Bechdel Test Visualization

In my final project for CS 625: Data Visualization, I produced a static explanatory visualization to show the relationship between budget and genre with respect to Bechdel test. The chart shows that constantly over time, movies that fail the bechdel test have higher budgets than movies that pass, across all genres. I used the ggplot2 R library to create my visualization, and followed the visualization principles described in Munzner’s Visualization Analysis and Design.

Bechdel test visualization

I chose to use the Five Thirty Eight data set on the Bechdel test for my CS 625 visualization project. The Bechdel test is used as a minimum standard for determining whether women are represented in a movie. In order for a movie to pass the test, there must be two women who talk to each other about anything other than a man. The Five Thirty Eight data set includes complete data for 1,615 movies and incomplete data for another 179 movies. The data includes the year and title of the movie, the IMDb ID, detailed information about why the movie passed or failed the bechdel test, and box office information. All of the data except for the box office information came from Bechdeltest.com. The box office information came from The-numbers.com.

For a secondary data set, I chose to use WikiData to obtain the gender of the screenwriters of the movies in the original data set. The original screenwriter gender data obtained from WikiData includes male, female, transgender male, transgender female, and non-binary for each screenwriter associated with a movie, as well as some movies not having any screenwriter gender information.

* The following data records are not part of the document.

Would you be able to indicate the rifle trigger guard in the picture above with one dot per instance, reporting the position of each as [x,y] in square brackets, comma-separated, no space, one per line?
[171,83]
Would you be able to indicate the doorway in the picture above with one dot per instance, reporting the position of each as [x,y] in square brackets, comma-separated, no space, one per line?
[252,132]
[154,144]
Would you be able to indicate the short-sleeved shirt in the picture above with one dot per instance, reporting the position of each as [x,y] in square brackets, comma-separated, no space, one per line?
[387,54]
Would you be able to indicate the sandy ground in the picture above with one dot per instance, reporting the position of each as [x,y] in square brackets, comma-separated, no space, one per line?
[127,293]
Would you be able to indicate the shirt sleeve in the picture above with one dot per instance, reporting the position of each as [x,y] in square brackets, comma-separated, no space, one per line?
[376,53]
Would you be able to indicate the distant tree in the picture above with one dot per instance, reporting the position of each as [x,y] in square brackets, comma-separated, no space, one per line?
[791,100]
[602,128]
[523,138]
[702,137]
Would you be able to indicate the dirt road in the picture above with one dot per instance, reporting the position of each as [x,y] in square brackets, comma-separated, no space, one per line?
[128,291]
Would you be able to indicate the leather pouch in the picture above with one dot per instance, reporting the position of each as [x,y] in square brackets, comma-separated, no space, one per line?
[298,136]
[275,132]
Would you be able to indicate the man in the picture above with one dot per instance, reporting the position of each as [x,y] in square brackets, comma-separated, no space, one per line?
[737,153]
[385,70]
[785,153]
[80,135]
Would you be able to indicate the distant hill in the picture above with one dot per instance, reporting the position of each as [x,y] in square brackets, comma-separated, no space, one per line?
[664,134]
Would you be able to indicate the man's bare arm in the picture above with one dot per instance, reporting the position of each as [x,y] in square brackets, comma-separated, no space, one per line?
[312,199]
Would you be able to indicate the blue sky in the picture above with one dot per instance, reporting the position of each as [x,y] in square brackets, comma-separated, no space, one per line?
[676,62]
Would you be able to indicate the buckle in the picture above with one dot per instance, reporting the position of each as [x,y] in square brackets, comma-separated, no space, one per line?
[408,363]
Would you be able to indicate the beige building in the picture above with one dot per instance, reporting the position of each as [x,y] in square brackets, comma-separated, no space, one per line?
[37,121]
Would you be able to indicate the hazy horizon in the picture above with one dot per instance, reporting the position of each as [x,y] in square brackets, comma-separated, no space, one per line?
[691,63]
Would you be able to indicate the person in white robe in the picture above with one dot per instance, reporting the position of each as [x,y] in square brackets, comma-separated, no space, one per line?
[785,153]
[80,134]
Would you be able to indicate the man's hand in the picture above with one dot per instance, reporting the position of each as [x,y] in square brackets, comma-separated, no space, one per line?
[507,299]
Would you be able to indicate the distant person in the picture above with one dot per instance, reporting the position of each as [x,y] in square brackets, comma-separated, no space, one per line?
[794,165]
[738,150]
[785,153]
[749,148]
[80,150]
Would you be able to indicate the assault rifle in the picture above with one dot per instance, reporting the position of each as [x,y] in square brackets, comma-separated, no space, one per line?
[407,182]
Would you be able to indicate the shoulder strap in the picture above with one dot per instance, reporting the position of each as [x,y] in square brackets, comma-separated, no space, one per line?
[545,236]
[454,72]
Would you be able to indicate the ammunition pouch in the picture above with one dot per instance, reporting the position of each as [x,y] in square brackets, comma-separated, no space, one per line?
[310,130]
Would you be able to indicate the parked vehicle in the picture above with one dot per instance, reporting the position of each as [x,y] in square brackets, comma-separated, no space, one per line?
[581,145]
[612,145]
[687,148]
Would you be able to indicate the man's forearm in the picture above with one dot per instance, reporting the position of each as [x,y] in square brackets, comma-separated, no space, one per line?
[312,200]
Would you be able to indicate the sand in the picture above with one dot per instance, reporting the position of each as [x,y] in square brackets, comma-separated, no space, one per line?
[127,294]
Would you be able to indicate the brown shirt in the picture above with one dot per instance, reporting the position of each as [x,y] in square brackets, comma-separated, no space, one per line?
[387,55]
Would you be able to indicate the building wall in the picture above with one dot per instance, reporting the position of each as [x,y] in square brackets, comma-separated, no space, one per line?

The 5 genders were converted into 3 gender fields to represent one cumulative gender of all screenwriters associated with a movie. The final choices for the screen writer gender field are all_male, all_female, and other (as well as unknown for when no screenwriter information was found). Other includes a mix of genders as well as non-binary genders. I used SPARQL and the pandas Python library to collect and clean this data set.

For a secondary data set, I chose to use IMDb to obtain the genres and ratings of the movies in the original data set. The comma separated genre field obtained directly from the IMDb data set includes 21 genres. The 21 genres were converted into 3 genre clusters. The final choices for the genre field are Action/Adventure, Drama, and Comedy/Musical. I used Perl and the pandas Python library to clean this data set.